Educators Denounce Double Standards For Schools
January 18, 1999
Chester E. Finn Jr., a highly-respected education analyst, deplores the trend toward expecting less of poor and minority youngsters and of those who teach them. He favors rating schools on uniform criteria that parents would consider fair and objective.
Finn cites a recent U.S. News and World Report ranking of high schools as an example of what he considers a dangerous and disappointing trend.
- The magazine's editors created a "value added" analysis, Finn says, that purports to identify schools that "do a better job of educating their students than would be expected, given their students' backgrounds."

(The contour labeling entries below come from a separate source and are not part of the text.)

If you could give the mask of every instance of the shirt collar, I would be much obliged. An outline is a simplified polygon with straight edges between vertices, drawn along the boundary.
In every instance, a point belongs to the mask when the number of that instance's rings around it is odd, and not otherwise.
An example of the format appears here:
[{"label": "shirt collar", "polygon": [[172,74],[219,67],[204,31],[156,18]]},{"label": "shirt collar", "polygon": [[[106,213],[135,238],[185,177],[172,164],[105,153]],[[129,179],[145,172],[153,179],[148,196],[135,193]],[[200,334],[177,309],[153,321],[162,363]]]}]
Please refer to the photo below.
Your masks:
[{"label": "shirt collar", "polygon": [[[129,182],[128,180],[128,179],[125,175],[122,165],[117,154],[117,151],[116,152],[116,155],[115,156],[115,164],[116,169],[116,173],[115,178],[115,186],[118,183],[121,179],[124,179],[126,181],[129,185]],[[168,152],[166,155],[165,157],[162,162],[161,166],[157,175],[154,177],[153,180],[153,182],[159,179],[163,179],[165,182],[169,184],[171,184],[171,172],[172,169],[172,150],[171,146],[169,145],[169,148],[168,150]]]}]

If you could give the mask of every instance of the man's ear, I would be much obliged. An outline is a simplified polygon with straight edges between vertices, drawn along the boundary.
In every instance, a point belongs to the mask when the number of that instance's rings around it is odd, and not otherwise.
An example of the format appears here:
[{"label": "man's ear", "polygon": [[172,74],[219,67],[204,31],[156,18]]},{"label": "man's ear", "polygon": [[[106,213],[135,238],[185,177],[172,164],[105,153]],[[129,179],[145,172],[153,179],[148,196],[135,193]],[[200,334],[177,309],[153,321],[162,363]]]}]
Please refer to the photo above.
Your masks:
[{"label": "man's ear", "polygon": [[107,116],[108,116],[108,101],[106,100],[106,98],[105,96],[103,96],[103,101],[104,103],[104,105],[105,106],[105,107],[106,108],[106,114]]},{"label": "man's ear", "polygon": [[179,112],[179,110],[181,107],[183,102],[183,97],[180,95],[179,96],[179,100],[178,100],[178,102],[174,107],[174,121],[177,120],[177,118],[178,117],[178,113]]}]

- As a result, a host of highly successful schools are omitted from the rankings, while mediocre schools -- albeit those which do a better job of educating than might be expected -- are praised.
- Finn notes the same trend among some states -- with Indiana, Kansas and New Mexico, for example, now calibrating their school accountability systems to tolerate weaker results from schools attended by poor children.
- As a result, high schools serving poor youngsters can remain accredited even if 75 percent of their students fail the state's math test.
Finn warns that the federal government is slipping into the same practice. "In monitoring the performance of low-income children served by the Title I remedial program," he writes, "the Department of Education compares them with only the 'basic' achievement level on National Assessment tests, not with the far more demanding 'proficient' level that everyone else is supposed to attain."
He singles out Texas for commendation, however. "Its ambitious accountability system sets the bar at the same place for almost all schools," he points out. Finn notes that minority fourth- graders in Texas now outperform their counterparts in nearly every other state on national exams."